My brother's phone (a Galaxy Nexus) suddenly and for no explainable reason lost all 3G reception. Everything else worked fine. We proved it wasn't a fault with the SIM and standard techniques like rebooting failed to help. It had to be sent in for warranty repairs to get fixed.
Yes, radios can burn out too due to a manufacture fault that doesn't present itself early in the products life time.
In the past I have purchased phones with known design defects (e.g. badly mounted USB socket on Nokia N900 that can fail, badly mounted on/off switch on the Nexus One that causes the ribbon cable to break after a while).

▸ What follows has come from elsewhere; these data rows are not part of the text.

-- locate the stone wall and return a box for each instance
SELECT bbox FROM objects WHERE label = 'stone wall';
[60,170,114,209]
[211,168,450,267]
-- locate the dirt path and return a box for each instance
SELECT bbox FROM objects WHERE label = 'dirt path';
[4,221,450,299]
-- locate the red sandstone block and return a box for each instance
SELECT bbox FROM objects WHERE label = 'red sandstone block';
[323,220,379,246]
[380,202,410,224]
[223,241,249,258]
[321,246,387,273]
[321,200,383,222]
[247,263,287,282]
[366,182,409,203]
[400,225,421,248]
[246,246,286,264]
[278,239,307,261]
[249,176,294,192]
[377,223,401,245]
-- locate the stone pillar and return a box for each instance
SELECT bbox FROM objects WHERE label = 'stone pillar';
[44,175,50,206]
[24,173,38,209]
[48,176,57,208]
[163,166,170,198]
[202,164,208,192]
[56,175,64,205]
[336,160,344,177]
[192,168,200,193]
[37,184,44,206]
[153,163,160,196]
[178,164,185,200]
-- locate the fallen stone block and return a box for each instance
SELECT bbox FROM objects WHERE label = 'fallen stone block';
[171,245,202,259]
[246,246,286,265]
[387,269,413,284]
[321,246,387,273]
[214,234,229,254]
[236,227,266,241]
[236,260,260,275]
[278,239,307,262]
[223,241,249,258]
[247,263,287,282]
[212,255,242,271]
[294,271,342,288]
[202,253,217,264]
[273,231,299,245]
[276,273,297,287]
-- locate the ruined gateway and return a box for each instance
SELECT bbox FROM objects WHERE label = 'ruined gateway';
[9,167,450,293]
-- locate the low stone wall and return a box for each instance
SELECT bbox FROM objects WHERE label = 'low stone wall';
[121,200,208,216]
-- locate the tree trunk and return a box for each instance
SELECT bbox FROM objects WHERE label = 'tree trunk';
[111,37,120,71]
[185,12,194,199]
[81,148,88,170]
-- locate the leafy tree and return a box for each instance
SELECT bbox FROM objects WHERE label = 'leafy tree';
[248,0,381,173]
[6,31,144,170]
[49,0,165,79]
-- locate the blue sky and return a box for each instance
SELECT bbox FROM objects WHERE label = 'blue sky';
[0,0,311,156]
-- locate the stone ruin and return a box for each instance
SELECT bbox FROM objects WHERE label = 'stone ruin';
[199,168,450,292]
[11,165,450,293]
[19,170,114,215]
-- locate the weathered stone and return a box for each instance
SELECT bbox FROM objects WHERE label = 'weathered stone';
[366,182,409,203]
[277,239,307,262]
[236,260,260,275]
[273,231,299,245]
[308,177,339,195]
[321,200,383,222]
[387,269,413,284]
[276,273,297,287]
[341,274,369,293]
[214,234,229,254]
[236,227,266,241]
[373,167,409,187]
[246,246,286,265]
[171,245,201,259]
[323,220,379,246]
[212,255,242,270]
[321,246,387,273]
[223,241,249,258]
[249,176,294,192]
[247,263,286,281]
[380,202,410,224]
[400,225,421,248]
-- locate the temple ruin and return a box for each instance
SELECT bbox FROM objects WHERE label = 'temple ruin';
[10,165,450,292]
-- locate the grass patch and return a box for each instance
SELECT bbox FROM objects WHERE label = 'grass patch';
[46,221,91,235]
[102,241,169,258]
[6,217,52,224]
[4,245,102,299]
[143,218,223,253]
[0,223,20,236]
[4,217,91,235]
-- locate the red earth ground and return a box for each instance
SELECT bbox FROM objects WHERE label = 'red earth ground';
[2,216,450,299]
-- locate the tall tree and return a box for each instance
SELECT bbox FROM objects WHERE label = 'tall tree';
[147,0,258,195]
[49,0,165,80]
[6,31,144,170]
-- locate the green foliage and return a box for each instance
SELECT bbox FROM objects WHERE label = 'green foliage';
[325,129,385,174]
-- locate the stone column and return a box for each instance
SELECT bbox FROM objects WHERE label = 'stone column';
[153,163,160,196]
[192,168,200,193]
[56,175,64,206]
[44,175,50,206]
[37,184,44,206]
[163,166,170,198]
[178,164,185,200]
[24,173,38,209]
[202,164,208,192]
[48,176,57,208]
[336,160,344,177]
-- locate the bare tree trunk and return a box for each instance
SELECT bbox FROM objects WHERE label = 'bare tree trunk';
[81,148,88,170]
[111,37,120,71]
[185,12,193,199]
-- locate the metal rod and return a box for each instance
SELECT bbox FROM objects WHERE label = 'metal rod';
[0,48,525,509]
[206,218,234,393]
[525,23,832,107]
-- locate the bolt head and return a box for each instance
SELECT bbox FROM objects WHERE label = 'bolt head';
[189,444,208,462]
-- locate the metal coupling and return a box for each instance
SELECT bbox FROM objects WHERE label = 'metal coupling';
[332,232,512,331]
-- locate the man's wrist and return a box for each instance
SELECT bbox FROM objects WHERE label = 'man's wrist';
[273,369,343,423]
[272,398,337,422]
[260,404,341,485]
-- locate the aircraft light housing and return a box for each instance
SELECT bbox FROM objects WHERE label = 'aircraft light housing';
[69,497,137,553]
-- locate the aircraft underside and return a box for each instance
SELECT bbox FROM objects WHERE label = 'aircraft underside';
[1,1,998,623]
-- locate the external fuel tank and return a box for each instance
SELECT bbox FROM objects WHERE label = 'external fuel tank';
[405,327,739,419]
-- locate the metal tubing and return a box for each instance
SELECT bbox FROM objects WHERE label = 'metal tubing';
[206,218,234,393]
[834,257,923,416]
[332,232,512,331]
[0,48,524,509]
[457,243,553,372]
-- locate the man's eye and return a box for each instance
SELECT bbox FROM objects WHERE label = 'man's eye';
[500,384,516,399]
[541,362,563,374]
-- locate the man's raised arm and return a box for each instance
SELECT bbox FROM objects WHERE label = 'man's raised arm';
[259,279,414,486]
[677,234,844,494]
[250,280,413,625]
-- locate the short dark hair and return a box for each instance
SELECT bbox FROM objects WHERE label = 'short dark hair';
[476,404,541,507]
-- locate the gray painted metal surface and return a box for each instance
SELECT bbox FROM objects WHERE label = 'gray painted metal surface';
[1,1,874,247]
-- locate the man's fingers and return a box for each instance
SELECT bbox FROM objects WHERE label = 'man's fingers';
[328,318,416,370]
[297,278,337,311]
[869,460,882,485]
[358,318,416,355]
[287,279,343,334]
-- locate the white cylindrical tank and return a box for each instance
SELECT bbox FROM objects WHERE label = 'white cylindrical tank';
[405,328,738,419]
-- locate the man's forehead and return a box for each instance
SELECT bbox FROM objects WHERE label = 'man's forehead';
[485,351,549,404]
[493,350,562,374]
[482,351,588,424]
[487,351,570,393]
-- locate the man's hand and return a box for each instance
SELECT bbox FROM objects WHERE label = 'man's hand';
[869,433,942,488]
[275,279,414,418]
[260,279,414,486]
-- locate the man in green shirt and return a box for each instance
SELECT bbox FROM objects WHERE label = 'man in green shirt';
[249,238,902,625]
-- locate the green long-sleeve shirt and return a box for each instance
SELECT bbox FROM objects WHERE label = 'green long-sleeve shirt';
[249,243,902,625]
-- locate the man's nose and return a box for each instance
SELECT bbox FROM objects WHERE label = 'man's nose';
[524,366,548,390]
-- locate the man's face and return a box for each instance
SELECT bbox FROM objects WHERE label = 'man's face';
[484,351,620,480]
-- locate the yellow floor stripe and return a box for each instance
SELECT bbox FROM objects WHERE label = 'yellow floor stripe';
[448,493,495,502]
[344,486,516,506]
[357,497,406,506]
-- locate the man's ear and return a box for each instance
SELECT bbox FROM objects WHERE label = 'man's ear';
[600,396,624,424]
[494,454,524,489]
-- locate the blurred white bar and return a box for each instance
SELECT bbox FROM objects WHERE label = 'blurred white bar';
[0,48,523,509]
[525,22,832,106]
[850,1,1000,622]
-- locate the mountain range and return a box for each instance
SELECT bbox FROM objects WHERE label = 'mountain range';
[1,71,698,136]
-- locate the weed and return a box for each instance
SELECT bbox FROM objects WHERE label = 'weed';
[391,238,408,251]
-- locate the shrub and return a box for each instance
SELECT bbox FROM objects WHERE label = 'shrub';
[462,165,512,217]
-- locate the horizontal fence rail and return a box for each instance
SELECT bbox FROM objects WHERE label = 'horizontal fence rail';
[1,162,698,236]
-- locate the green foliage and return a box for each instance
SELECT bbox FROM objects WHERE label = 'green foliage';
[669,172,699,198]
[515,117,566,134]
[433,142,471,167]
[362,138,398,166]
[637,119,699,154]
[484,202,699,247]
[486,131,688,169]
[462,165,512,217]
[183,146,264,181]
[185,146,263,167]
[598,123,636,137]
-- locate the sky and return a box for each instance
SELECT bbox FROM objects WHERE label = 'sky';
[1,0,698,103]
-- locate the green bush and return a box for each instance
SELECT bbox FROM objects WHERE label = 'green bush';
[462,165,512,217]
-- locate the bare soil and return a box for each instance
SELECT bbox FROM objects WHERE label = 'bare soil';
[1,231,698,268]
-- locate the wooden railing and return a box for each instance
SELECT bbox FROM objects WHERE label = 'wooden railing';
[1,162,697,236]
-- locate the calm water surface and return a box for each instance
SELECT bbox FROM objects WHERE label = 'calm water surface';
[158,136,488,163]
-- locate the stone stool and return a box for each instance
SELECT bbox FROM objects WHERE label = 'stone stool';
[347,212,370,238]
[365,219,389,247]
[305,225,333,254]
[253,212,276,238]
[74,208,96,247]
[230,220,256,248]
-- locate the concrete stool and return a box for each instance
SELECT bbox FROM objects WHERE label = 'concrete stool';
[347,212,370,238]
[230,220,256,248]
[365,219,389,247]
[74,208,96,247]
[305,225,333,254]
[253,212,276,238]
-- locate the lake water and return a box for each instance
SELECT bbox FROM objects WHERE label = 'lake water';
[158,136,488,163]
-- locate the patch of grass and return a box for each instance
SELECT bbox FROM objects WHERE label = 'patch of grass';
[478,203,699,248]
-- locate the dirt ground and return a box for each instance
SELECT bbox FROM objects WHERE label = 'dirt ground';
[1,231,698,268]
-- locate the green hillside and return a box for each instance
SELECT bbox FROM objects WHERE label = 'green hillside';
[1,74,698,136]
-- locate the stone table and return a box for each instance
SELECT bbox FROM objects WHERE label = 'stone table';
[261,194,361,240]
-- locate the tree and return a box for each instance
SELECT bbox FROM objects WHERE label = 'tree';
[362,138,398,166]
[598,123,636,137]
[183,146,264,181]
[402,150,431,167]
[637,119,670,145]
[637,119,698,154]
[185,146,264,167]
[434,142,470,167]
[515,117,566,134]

Do you know if the N900 problem was ever fixed with later batches? I've seen "brand new" units of these for sale too, but I can only guess that they must be old stock because I don't think Nokia has made them for years now. Do you know anything more about the N900's that are currently being sold as brand new? The other concern with non AU stock (grey imports) is that the software on the phone itself could be a problem, also branding of the phone and different chips/features. I have a Samsung Galaxy S3, needless to say it is AU stock without carrier branding of any kind (not just unlocked). It has quad-core cpu and 1GB ram -- other models have dual-core and 2gb ram and different radios. There are lots of variations, LTE radio is another variation. There is much more to be concerned about than warranty with grey imports and not buying local (I mean really local) can make things more difficult when it comes to dealing with warranty repairs. Cheers A.